The US can reiterate its interpretation that US custody over Cpl Smith extends even up to his current status of being convicted because the applicable VFA provision is Section 6 and not Section 10 as the SC held. More ominously, the US can invoke the Medellin decision in declaring that the VFA is not legally binding on the US in the Smith case since it has not been ratified by the US Senate much less has implementing legislation been passed by the US Congress.

Ergo the Philippine Supreme Court’s decision is meaningless unless, the Obama administration is convinced that it needs to maintain the charade that Philippine sovereignty is not derogated by the VFA. To save face for the Philippine government, and in its own interest, the US could appear to comply with the SC ruling and agree to Philippine custody, while insisting on the specific facility for Smith that it will agree to. (In this regard, Smith’s lawyer has a novel idea: the US can carve up a piece of the US embassy property and revert it to the Philippines as part of its national territory while retaining actual control of that piece of property.)
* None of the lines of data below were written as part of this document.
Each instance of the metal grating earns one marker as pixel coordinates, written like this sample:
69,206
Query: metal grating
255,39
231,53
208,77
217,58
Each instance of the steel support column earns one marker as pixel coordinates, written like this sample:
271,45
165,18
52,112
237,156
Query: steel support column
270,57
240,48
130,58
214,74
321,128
Given the arrant disdain by the sole Superpower for international law and the US government’s need to demonstrate to its soldiers that it can shield them from the long arm of another country’s national law while pursuing its military adventures overseas, it is likely that the US will holds its ground. It will try to figure out how it can escape compliance with the SC ruling and still manage the political fallout that can ensue.
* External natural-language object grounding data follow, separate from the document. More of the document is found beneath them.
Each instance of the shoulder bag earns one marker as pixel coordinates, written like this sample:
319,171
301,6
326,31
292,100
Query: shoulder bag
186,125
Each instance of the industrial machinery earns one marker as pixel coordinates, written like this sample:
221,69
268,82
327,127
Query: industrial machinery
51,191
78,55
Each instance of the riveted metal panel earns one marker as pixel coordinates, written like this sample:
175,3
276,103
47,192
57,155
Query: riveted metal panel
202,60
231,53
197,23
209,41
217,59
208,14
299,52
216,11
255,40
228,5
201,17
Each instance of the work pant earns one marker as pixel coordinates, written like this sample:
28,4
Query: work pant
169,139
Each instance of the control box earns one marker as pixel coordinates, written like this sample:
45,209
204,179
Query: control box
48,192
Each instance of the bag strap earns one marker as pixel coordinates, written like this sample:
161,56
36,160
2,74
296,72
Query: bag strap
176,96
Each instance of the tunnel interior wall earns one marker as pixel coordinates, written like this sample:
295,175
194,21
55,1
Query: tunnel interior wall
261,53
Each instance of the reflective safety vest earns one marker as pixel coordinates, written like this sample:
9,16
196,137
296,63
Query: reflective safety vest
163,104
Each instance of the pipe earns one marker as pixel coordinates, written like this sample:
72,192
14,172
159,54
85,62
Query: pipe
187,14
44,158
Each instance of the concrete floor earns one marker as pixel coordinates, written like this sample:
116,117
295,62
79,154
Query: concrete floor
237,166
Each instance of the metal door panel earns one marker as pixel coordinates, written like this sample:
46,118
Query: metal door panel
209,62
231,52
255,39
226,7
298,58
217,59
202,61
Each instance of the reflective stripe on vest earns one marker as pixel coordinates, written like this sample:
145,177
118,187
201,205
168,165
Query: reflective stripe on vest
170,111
The upcoming Balikatan war “exercises” will certainly be used as leverage by the US government in securing favorable terms for Smith. In the same way that the US cancelled earlier scheduled Balikatan “exercises” until it could get favorable action on Smith’s detention from the Arroyo government, the Philippine government needs to be pressured to do no less.

Justices Puno, Carpio, Martinez and Morales correctly saw the fatal legal flaw of the VFA is not just in Article V regarding criminal jurisdiction over erring US troops. The entire Agreement is a violation of Section 25, Article XVIII of the Philippine Constitution that governs the constitutionality of the VFA.
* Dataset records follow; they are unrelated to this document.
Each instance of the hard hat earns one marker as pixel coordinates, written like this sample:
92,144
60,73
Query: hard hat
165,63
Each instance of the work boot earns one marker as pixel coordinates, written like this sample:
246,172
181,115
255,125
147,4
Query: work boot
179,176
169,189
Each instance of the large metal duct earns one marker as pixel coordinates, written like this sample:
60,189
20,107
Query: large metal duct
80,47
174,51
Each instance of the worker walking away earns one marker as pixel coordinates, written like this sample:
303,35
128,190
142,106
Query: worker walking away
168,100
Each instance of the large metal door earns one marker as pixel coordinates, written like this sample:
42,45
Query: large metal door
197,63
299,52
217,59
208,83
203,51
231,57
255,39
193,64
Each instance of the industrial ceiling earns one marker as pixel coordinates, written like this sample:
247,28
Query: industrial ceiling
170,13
To quote Section 25 in full: “After the expiration in 1991 of the Agreement between the Republic of the Philippines and the United States of America concerning Military Bases, foreign military bases, troops, or facilities shall not be allowed in the Philippines except under a treaty duly concurred in by the Senate and, when the Congress so requires, ratified by a majority of the votes cast by the people in a national referendum held for that purpose, and recognized as a treaty by the other contracting State. “

But beyond legal arguments and procedures, the political reality is that the Arroyo regime has shown itself incapable of standing up to the US on the issue of Cpl Smith’s detention and generally, just how subservient it is to the US, especially on foreign policy matters such as the US war of terror and US troops presence in the Philippines.

Thus the Filipino people themselves must press on with their opposition to the VFA, US permanent presence in the country and specifically, the RP-US military “exercises” being held in different parts of the country, that grow more alarmingly intrusive each year.